Elas não têm medo de perder algo como os homens, seus objetos separados que vão
para o mundo não produzem a mesma angústia, a angústia é mais real na exigência
de amor dos objetos separados.
A
partir dessa visão de Lacan em “Nota sobre a criança” ele trabalha a criança, não
somente como objeto falo da mãe, senão como objeto “a”, carga de objeto de
gozo. Esta direção permanece até o seminário R.S.I quando ele define um pai não
como primeira identificação a partir do amor a esse pai. Lacan faz do amor do
pai algo que passa pela maneira como ele se ocupa dos objetos “a” de uma mãe.
“Um pai, só tem direito ao respeito, ao amor se está père-versamente orientado, quer dizer, faz de uma mulher objeto que
causa seu desejo. No entanto, o que a mulher a-colhe, se ocupa, é de outros
objetos “a”, que são seus filhos”. (Seminário R.S.I, lição de 21 janeiro 1975).
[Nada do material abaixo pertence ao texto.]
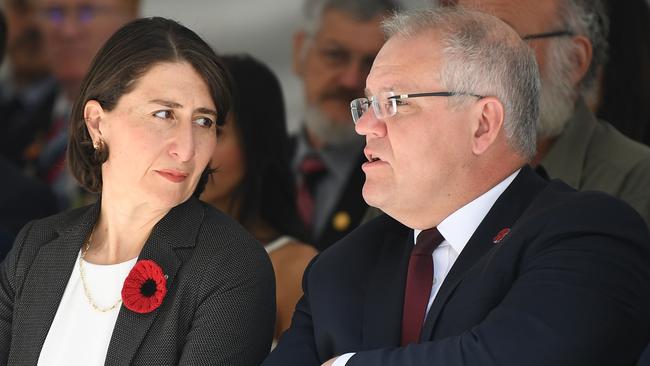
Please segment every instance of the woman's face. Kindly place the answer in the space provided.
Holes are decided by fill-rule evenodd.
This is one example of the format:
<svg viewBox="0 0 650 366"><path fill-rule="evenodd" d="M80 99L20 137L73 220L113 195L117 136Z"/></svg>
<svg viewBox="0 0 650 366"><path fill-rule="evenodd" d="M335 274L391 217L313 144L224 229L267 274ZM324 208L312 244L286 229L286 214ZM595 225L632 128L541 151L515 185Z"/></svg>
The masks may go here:
<svg viewBox="0 0 650 366"><path fill-rule="evenodd" d="M103 194L172 208L193 193L217 144L216 108L207 84L186 62L152 66L112 111L87 119L109 148ZM95 104L97 104L95 102ZM94 136L96 137L96 136Z"/></svg>
<svg viewBox="0 0 650 366"><path fill-rule="evenodd" d="M226 124L219 131L219 144L214 149L210 163L218 171L210 176L201 194L203 201L230 215L235 214L229 212L230 199L234 190L241 184L246 169L234 122L232 114L229 114Z"/></svg>

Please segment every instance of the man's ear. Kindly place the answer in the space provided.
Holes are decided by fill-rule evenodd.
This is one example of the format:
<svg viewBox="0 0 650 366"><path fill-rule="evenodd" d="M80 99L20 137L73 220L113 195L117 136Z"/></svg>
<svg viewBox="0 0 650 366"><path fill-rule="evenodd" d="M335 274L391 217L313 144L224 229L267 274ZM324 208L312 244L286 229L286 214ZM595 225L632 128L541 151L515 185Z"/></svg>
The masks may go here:
<svg viewBox="0 0 650 366"><path fill-rule="evenodd" d="M93 143L98 143L103 139L101 122L104 119L104 108L96 100L89 100L84 106L84 121Z"/></svg>
<svg viewBox="0 0 650 366"><path fill-rule="evenodd" d="M574 85L578 85L589 71L593 58L593 48L591 41L585 36L575 36L572 41L574 50L571 55L571 64L573 65L571 81Z"/></svg>
<svg viewBox="0 0 650 366"><path fill-rule="evenodd" d="M472 136L472 152L481 155L487 151L503 129L505 111L494 97L485 97L476 104L476 123Z"/></svg>
<svg viewBox="0 0 650 366"><path fill-rule="evenodd" d="M307 52L306 47L309 47L309 39L305 31L299 30L293 34L293 53L292 53L292 62L293 62L293 72L299 77L304 75L304 61L305 53Z"/></svg>

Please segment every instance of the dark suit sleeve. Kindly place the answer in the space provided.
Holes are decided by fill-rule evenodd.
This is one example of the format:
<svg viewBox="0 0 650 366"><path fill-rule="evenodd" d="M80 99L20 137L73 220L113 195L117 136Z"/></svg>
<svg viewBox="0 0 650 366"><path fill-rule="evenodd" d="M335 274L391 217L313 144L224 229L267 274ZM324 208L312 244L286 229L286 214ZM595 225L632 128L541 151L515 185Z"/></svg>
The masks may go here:
<svg viewBox="0 0 650 366"><path fill-rule="evenodd" d="M322 364L318 357L314 339L314 327L309 305L309 288L307 286L309 272L317 258L318 256L312 259L305 268L302 280L304 294L296 304L296 310L291 319L291 327L280 337L278 346L264 361L263 366L320 366Z"/></svg>
<svg viewBox="0 0 650 366"><path fill-rule="evenodd" d="M236 272L223 273L219 261L203 269L201 287L209 288L208 295L194 314L179 365L257 366L266 357L274 331L275 277L268 256L254 245L258 250L236 258Z"/></svg>
<svg viewBox="0 0 650 366"><path fill-rule="evenodd" d="M477 326L348 366L634 365L650 336L647 232L631 209L582 208L531 231L516 280Z"/></svg>
<svg viewBox="0 0 650 366"><path fill-rule="evenodd" d="M18 258L31 226L27 224L20 231L13 248L0 264L0 365L6 365L9 357Z"/></svg>

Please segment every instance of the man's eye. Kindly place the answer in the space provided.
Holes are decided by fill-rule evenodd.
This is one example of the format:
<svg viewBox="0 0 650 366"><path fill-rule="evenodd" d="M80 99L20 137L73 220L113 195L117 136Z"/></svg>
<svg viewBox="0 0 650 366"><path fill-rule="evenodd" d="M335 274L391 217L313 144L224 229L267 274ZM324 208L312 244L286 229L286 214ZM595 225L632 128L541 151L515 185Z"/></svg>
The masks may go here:
<svg viewBox="0 0 650 366"><path fill-rule="evenodd" d="M406 102L404 99L396 98L395 105L397 105L398 107L401 105L408 105L408 102Z"/></svg>
<svg viewBox="0 0 650 366"><path fill-rule="evenodd" d="M208 117L199 117L195 119L194 122L196 122L196 124L198 124L199 126L205 128L210 128L214 124L214 121Z"/></svg>
<svg viewBox="0 0 650 366"><path fill-rule="evenodd" d="M172 113L172 111L164 109L161 111L154 112L153 116L161 119L169 119L169 118L173 118L174 114Z"/></svg>
<svg viewBox="0 0 650 366"><path fill-rule="evenodd" d="M341 49L325 49L323 55L328 62L334 64L345 64L350 60L350 54Z"/></svg>

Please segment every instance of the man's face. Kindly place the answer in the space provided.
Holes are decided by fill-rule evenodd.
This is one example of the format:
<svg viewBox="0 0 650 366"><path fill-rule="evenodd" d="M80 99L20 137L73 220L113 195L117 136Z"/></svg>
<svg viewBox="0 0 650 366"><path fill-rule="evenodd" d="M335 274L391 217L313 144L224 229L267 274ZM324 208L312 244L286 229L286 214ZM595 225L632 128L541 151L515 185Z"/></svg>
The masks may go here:
<svg viewBox="0 0 650 366"><path fill-rule="evenodd" d="M384 43L382 19L362 22L327 10L314 36L295 36L294 70L303 80L306 103L330 124L352 123L350 101L363 96L372 61Z"/></svg>
<svg viewBox="0 0 650 366"><path fill-rule="evenodd" d="M48 73L43 37L34 7L28 1L5 1L7 51L18 83L29 83Z"/></svg>
<svg viewBox="0 0 650 366"><path fill-rule="evenodd" d="M125 0L37 0L54 76L78 87L104 42L135 17Z"/></svg>
<svg viewBox="0 0 650 366"><path fill-rule="evenodd" d="M475 8L509 24L520 36L561 31L558 0L459 0L458 5ZM526 41L535 51L542 80L539 138L559 135L573 113L577 86L572 81L571 45L566 38L538 38Z"/></svg>
<svg viewBox="0 0 650 366"><path fill-rule="evenodd" d="M431 34L392 37L377 55L366 94L446 91L439 78L442 62ZM368 110L356 125L366 138L368 204L411 227L450 209L471 159L471 110L472 104L450 108L445 97L404 99L394 116L383 119Z"/></svg>
<svg viewBox="0 0 650 366"><path fill-rule="evenodd" d="M458 0L458 5L492 14L510 25L522 37L559 30L556 29L557 0ZM542 74L546 70L549 40L552 39L527 41L535 51Z"/></svg>

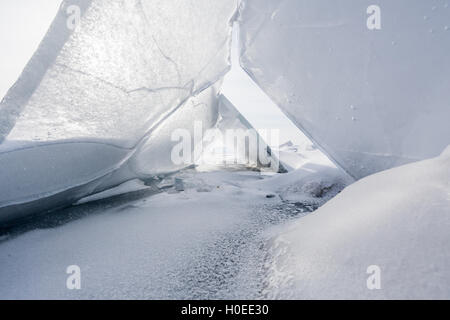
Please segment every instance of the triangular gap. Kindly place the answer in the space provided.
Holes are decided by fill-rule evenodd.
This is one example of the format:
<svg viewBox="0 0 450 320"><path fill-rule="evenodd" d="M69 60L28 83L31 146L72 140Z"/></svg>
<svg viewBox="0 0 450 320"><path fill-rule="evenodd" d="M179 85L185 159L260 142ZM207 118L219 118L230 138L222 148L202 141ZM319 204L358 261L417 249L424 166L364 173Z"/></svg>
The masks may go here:
<svg viewBox="0 0 450 320"><path fill-rule="evenodd" d="M225 77L222 94L234 104L236 109L257 131L279 130L279 145L275 145L270 140L266 143L274 150L278 150L280 145L283 146L279 155L280 160L282 162L288 161L288 167L291 169L296 169L311 161L335 167L334 163L314 147L314 143L242 69L240 65L239 24L237 22L233 26L231 63L232 68ZM286 159L283 150L297 153L298 159L292 158L292 156L288 156L289 159Z"/></svg>

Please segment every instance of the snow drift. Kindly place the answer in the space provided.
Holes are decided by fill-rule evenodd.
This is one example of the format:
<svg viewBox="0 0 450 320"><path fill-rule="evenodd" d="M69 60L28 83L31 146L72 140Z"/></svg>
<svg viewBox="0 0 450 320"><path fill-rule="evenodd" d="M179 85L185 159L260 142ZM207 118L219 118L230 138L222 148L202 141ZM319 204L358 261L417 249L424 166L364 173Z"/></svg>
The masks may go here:
<svg viewBox="0 0 450 320"><path fill-rule="evenodd" d="M450 146L438 158L347 187L271 245L267 296L286 299L448 299ZM367 269L381 270L369 290Z"/></svg>

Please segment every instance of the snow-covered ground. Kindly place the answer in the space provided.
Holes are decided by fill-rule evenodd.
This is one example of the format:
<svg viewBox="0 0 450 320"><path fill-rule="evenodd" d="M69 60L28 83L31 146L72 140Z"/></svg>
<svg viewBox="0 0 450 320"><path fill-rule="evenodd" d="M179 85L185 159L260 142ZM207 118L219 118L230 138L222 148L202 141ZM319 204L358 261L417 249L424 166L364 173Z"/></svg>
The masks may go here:
<svg viewBox="0 0 450 320"><path fill-rule="evenodd" d="M264 298L272 227L308 214L346 179L316 166L129 182L4 234L0 298ZM289 198L295 188L301 199ZM71 265L81 268L79 291L66 288Z"/></svg>
<svg viewBox="0 0 450 320"><path fill-rule="evenodd" d="M436 159L363 179L279 230L267 292L287 299L448 299L449 231L450 147ZM369 290L368 280L380 289Z"/></svg>
<svg viewBox="0 0 450 320"><path fill-rule="evenodd" d="M450 148L343 192L315 162L134 180L3 232L0 298L449 298L449 168Z"/></svg>

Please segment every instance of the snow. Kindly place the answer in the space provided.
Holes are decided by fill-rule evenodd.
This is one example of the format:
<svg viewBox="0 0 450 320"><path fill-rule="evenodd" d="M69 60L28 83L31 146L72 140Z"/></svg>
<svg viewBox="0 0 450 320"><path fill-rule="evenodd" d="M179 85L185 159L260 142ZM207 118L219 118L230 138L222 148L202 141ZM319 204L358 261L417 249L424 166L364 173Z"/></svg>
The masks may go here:
<svg viewBox="0 0 450 320"><path fill-rule="evenodd" d="M283 190L272 179L183 170L156 181L156 193L85 203L9 229L0 242L0 298L262 298L266 231L311 210L267 197L271 185ZM71 265L81 268L79 291L66 288Z"/></svg>
<svg viewBox="0 0 450 320"><path fill-rule="evenodd" d="M367 177L277 230L266 297L448 299L450 147ZM369 290L369 266L381 289Z"/></svg>
<svg viewBox="0 0 450 320"><path fill-rule="evenodd" d="M98 201L102 199L107 199L111 197L115 197L121 194L127 194L132 193L136 191L146 190L149 187L145 185L145 183L139 179L134 179L127 181L125 183L122 183L121 185L111 188L109 190L105 190L103 192L99 192L96 194L93 194L89 197L83 198L75 203L75 205L80 205L92 201Z"/></svg>
<svg viewBox="0 0 450 320"><path fill-rule="evenodd" d="M341 169L305 164L300 169L255 184L255 188L275 193L282 200L319 207L338 194L353 179Z"/></svg>
<svg viewBox="0 0 450 320"><path fill-rule="evenodd" d="M356 179L435 157L450 143L445 2L377 1L369 30L369 0L243 0L241 64Z"/></svg>
<svg viewBox="0 0 450 320"><path fill-rule="evenodd" d="M0 145L0 222L70 205L137 177L182 169L171 161L172 129L192 130L185 121L193 110L197 120L212 126L216 104L213 86L187 100L135 148L120 147L123 140L114 139L6 140Z"/></svg>
<svg viewBox="0 0 450 320"><path fill-rule="evenodd" d="M203 136L203 153L195 161L197 170L211 171L223 169L227 165L235 169L239 165L247 169L278 172L281 169L278 155L268 153L267 141L226 96L219 96L218 107L219 118L212 128L214 131L209 135L206 132ZM230 138L230 135L233 136ZM254 137L252 142L251 136Z"/></svg>
<svg viewBox="0 0 450 320"><path fill-rule="evenodd" d="M306 164L337 168L336 165L308 139L303 140L301 144L294 144L289 140L273 149L288 171L297 170Z"/></svg>

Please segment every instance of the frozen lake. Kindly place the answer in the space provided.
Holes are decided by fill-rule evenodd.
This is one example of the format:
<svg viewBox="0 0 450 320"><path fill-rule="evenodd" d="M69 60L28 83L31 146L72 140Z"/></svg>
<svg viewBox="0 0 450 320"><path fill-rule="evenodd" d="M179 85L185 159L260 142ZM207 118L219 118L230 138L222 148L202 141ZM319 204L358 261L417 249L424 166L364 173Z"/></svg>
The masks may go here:
<svg viewBox="0 0 450 320"><path fill-rule="evenodd" d="M263 298L274 226L312 207L254 188L264 183L257 172L180 175L183 192L163 181L162 193L150 188L4 231L0 298ZM70 265L81 269L81 290L66 288Z"/></svg>

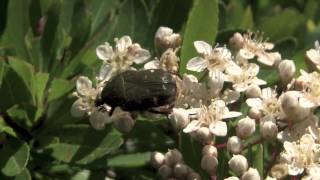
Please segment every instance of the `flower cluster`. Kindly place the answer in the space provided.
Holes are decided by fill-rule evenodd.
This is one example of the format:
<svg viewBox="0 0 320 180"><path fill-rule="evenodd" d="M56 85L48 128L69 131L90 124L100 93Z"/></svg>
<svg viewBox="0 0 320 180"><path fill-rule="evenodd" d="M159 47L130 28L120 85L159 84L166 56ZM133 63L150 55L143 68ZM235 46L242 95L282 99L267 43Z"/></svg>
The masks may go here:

Nessa nova configuração, o pai tem uma dignidade porque é ele o que pode fazer
uma operação que dá um lugar de mulher a uma mãe. A mãe se ocupa dos objetos
“a”, causa do desejo, seus filhos, que ela produziu. Enquanto o homem, diz
Lacan, só é digno do amor e respeito porque faz uma metáfora particular com
esta mãe que enquanto mulher causa seu desejo. Logo, para Lacan, o amor ao pai
não passa pela identificação, é uma dedução que vem a partir de uma operação
que se efetua ou não. Se o homem faz essa alquimia, se produz o fenômeno “amor
ao pai”.
Nas
novas constituições familiares, este não pode ser o único horizonte, a única
solução: manter uma família unida e clássica, ou confundi-la com o real da
família, que articula de uma maneira nova como o homem que faz de uma mulher a
causa de seu desejo está articulado na família. Clinicamente, há novas demandas
de famílias e de crianças imersos em uma família muito diferente do que era o
ideal imóvel.
>Silvia
Elena Tendlarz: Como situar a criança na oposição clássica entre sintoma e
fantasma?
>Laurent:
Importante aprofundar esta oposição sintoma-fantasma. Lacan fez a distinção
entre a criança sintoma do casal e a criança objeto do fantasma materno. Isto
foi muito útil e é um instrumento clínico determinante porque dizer sintoma do
casal desloca também o drama e não é o drama o que está em jogo, sim como se
articulam enquanto casal em sua dimensão real.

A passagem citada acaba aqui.